Three Essays in Health Economics

Matthew C. Baker

Advisor: Thomas Stratmann, PhD, Department of Economics

Committee Members: Alex T. Tabarrok, Len M. Nichols

Online Location, Online
October 12, 2020, 10:00 AM to 12:00 PM


This dissertation examines determinants of decisions by providers and consumers of health care, and how differences across local areas affect the characteristics of health care markets. 

The first chapter focuses on state regulation of imaging services through Certificate-of-Need (CON) programs that require prospective providers to demonstrate community need. Using panel data methods, I find that states with CON laws have fewer providers and higher patient travel costs. In addition, there is a notable shift in the market composition: CON laws are associated with fewer nonhospital providers and fewer new hospital providers but have negligible or even positive effects on incumbent hospitals. Thus, CON laws tend to centralize imaging services in incumbent hospitals and reduce the number of new hospitals and independent providers. 

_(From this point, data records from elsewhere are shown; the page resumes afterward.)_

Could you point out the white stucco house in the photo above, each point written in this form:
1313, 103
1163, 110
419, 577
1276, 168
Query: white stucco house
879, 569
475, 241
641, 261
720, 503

The second chapter extends the analysis of state policy impacts to insurance coverage by studying health consumers’ response to Medicaid expansion, which was implemented in some states following the Patient Protection and Affordable Care Act of 2010 (ACA). Using microdata, I provide evidence that Medicaid’s rapid expansion led to in-migration to states highly increasing Medicaid benefits, especially amongst individuals previously living close to the state’s border. The migration effect was not immediate, as it appeared to continue increasing several years after ACA implementation. 

The third chapter analyzes determinants of a health care provider’s decision enter a market as well as the decision to invest in quality improvement, and how those decisions affect the allocation of patients among hospitals. Using national hospital-level patient mortality measures for patients with common medical conditions, I find that patient mortality at entrant hospitals tends to be lower than mortality at nearby incumbent hospital. I present evidence that hospital investment in quality improvement by incumbent hospitals increases for some conditions at the time of nearby hospital entry. Thus, the emergence of new hospitals tends to reallocate patients to higher quality hospitals and thereby reduces average mortality.